Shares of architecture, engineering and construction (AEC) software giant Autodesk (NASDAQ:ADSK) have been red-hot for a long time now. Five years ago, this was a $50 stock. Today, ADSK stock trades up around $200, with major growth driven by a rapid uptake of Autodesk’s various software cloud subscription services across the AEC market.
The big rally in ADSK stock is far from done.
In 2020, Autodesk’s growth trends will remain robust as the company benefits from a rise in enterprise software spending trends globally. In 2019, enterprises stopped spending big on technology related investments amid rising geopolitical uncertainties. Now those uncertainties are fading. And as they do, 2020 corporate technology spending trends will materially improve, creating a rising tide to lift all enterprise software stocks.

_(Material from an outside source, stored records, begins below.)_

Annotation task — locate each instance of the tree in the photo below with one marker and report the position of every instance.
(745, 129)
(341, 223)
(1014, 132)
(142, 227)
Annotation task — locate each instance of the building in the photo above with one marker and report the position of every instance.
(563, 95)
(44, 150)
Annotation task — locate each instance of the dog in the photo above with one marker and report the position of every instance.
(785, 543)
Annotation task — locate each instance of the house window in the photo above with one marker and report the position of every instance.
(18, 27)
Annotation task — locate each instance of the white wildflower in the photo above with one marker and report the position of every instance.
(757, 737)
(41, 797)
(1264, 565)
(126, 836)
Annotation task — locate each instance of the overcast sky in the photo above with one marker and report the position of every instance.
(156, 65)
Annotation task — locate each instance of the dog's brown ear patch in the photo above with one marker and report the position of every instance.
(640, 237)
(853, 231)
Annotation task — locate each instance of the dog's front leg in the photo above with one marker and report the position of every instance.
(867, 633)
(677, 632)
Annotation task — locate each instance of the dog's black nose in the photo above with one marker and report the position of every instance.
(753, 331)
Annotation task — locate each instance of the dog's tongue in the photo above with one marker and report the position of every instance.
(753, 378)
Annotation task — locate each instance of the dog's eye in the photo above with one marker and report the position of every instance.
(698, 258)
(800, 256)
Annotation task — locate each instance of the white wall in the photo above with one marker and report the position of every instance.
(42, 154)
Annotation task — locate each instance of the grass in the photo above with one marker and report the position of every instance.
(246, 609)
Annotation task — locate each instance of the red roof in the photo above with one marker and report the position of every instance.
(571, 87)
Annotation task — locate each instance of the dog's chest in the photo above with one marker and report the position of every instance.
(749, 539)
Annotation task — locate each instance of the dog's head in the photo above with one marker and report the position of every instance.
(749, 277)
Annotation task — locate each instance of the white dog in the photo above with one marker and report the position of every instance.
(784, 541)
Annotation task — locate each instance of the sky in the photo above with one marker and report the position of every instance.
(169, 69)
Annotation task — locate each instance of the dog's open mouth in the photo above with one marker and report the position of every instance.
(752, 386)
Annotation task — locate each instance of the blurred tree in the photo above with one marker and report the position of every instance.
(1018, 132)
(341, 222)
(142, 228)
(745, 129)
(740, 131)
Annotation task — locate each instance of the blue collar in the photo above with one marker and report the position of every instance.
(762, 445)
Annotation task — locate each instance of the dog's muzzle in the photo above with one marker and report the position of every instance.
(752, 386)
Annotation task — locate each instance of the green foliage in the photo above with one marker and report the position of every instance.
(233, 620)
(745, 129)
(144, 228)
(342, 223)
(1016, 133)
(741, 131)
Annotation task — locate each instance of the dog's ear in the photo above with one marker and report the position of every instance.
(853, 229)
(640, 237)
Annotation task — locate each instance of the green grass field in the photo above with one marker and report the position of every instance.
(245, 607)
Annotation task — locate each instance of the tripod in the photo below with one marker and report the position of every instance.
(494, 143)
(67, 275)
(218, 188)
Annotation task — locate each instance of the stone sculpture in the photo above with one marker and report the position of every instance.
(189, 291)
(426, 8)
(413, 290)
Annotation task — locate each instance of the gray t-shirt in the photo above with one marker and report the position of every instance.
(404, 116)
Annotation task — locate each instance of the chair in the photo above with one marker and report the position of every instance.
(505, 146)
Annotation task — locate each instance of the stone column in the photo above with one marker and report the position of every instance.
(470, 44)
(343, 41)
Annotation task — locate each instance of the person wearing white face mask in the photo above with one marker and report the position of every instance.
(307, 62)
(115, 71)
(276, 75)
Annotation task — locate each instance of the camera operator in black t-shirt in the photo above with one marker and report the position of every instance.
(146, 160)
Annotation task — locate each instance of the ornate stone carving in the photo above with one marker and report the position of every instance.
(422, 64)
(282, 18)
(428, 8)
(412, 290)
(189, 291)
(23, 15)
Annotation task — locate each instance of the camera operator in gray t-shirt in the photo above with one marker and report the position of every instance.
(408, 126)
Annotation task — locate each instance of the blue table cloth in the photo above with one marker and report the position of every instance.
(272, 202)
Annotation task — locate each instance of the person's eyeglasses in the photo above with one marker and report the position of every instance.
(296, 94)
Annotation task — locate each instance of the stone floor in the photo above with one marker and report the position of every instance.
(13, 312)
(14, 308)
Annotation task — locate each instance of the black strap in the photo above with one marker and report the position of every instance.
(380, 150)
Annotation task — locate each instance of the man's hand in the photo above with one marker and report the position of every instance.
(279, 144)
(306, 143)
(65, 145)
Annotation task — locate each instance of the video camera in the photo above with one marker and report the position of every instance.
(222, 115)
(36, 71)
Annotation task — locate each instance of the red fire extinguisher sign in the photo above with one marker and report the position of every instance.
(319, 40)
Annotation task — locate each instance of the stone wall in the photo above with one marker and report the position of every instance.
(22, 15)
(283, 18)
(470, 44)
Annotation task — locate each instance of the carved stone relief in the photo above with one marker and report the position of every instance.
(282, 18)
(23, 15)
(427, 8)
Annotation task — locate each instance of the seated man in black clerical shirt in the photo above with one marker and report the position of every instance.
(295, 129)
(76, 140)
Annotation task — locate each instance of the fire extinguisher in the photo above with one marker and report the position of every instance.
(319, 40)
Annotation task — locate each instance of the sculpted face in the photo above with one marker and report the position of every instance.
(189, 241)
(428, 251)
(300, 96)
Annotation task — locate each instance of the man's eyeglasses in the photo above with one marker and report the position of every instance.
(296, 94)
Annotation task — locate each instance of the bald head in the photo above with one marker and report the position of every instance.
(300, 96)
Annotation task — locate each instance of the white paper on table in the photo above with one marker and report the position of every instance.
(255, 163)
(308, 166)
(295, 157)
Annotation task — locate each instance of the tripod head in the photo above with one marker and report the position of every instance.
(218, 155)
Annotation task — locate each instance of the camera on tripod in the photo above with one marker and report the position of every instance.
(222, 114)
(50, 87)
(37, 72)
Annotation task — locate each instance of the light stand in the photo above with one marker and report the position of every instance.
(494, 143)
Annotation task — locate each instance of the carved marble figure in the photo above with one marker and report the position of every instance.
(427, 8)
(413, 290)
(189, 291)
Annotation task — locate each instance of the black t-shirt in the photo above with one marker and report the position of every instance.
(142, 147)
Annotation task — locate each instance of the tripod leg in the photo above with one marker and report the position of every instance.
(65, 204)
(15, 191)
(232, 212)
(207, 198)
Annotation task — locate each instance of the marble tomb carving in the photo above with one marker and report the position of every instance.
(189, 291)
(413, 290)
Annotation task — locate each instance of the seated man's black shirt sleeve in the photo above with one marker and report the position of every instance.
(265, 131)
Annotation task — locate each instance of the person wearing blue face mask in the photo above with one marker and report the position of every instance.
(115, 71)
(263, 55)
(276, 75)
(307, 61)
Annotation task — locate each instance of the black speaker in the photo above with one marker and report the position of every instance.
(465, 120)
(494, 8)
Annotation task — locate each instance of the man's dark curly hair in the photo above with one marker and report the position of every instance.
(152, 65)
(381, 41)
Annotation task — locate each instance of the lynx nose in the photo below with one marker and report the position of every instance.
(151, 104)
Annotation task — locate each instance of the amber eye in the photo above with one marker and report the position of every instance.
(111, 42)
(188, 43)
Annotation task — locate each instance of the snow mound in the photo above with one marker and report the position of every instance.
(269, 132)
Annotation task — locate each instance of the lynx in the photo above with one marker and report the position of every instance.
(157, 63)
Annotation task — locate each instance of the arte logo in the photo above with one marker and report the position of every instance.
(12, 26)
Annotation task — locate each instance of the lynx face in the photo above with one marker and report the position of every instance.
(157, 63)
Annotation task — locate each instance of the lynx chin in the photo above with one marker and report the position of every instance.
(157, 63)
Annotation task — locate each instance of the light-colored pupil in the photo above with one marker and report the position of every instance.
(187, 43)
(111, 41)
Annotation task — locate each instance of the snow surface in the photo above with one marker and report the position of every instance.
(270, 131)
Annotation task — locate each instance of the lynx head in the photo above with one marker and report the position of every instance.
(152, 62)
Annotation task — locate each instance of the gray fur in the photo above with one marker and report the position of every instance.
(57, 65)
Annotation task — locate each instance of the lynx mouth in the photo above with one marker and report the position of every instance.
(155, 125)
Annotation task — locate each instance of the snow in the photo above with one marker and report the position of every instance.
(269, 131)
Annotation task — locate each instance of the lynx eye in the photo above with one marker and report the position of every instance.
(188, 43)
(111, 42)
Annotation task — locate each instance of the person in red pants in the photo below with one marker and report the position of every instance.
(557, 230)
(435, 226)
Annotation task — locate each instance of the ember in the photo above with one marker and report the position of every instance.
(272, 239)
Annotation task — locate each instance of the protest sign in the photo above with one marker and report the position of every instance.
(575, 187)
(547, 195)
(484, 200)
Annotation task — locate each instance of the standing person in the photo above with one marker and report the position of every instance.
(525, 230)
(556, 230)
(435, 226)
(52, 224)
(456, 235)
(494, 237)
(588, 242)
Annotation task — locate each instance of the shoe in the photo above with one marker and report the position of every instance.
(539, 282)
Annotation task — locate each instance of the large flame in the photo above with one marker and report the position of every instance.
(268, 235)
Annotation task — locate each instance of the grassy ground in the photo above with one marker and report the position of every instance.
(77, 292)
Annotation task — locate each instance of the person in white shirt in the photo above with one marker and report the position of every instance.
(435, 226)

Looking further out, the Autodesk growth narrative will remain vigorous for several years to come. The company has established dominance in the AEC vertical, and demand for software services in that vertical will only grow over time. At the same time, the company features an extremely attractive financial profile that includes subscription revenues with 90%-plus gross margins, leaving a ton of room for positive operating leverage and huge profit growth in the long run.
Net net, ADSK stock looks like a good investment both today and for the long haul.
2020 Could be a Good Year for Autodesk
Autodesk is positioned to have a big year for one simple reason — the company makes its money when enterprises spend on software, and enterprise software spending trends will improve over the next few quarters.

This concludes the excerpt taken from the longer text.